At 4pm (EDT time), fundraising adventurer Jamie McDonald completed a year-long, 5,500 mile solo run across the United States of America. He live-streamed the final six miles on Facebook, joined by hundreds of Gloucester, Massachusetts residents, of all ages – with many donning superhero costumes. Here is the link to the entire live-stream: Facebook Live
Jamie completed another coast-to-coast run across Canada in 2014, spawning a #1 best-selling travel book and raising more than $500,000.
32-year-old Jamie McDonald, from Gloucester, England, spent the first nine years of his life in and out of hospital with a rare spinal condition; syringomyelia. Combined with a very weak immune system and epilepsy, Jamie’s health was very poor – his family feared he might lose his mobility altogether. At nine years old, and against the odds, his symptoms eased, allowing Jamie to slowly become more active.
On the 10th April 2018, Jamie began his second coast-to-coast journey solo and without a support crew at the westernmost point of the United States – Cape Alava in Washington. Jamie ran every mile dressed as superhero alter-ego Adventureman, in just one specially-made costume designed by young supporter Conner Reddy, then just 10 years old.
Running through twenty one states, Jamie visited twelve children’s hospitals, hoping to inspire people along the way.
Jamie McDonald said,
“5,500 miles. Two hundred and ten marathons. 11,608,344 steps. One enormous country.

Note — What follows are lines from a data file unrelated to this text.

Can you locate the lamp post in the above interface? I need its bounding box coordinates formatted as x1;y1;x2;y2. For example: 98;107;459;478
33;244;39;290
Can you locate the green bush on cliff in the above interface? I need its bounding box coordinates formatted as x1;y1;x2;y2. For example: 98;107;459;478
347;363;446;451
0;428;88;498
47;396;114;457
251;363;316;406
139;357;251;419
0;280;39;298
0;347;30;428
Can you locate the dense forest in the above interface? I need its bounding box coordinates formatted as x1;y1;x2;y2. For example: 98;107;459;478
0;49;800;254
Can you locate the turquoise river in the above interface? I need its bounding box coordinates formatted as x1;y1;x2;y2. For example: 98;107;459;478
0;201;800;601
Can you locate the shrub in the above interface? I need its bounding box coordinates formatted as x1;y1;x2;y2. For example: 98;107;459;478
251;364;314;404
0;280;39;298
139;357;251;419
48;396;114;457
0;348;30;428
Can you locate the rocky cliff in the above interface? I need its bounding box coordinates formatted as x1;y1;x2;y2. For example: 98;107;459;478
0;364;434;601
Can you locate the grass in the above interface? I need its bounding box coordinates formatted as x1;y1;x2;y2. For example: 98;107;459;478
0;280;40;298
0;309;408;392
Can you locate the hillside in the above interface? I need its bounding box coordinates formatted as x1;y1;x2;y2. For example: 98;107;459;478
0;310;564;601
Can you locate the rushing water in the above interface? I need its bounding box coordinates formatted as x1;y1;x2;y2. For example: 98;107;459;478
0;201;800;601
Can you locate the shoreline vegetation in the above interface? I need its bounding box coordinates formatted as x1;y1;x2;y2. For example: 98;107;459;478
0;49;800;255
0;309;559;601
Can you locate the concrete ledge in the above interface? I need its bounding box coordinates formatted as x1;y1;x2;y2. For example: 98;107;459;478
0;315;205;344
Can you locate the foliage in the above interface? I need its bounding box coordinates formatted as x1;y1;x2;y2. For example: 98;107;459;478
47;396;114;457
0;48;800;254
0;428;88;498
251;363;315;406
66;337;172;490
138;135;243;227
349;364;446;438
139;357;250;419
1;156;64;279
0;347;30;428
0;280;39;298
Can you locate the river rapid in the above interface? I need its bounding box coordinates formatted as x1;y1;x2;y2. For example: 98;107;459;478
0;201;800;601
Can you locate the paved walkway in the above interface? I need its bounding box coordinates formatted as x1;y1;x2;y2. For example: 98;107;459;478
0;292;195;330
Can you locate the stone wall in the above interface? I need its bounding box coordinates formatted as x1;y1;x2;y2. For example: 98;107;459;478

“My body is in pieces. I can feel the aches of every single one of those steps – but I wouldn’t change it for the world, and could not be more thankful for the support I’ve had and continue to receive. People from all over the world joined the incredible people of Gloucester, Massachusetts to celebrate the finish of the run and to be honest, I’ve been quite emotional since dipping my hand in the Atlantic, a year on from doing the same thing in the Pacific.
“I’ve run through freezing rainforest downpours and the Arizona desert summer. I’ve been caught up in a freak flood that devastated a town, camped in places surrounded by bears, cougars, mountain lions, spiders and snakes – if I didn’t have video proof even I’m not sure I’d believe me! – and I’ve listened to some heart-breaking stories from the children and families I’ve met in the hospitals over the course of the adventure. All I ask is that we all keep believing that we can make the world a better place for sick kids everywhere.”
Before the 5,500 mile coast-to-coast US run:
For the last four years, Jamie, now 32, has been working tirelessly to give back. He was named as the Pride of Britain ‘Fundraiser of the Year’ for the west for his effort, among many other accolades.
In the time since his last adventure, Jamie has co-founded Gloucestershire-based Superhero Foundation, a charity that grants money to families for treatment not otherwise available on the NHS. He has also written the best-selling book ‘Adventureman: Anyone Can Be a Superhero’, the story of his life to this point – no mean feat for somebody that struggles with dyslexia, and retook his GCSEs aged 23. All proceeds from the book go to charity.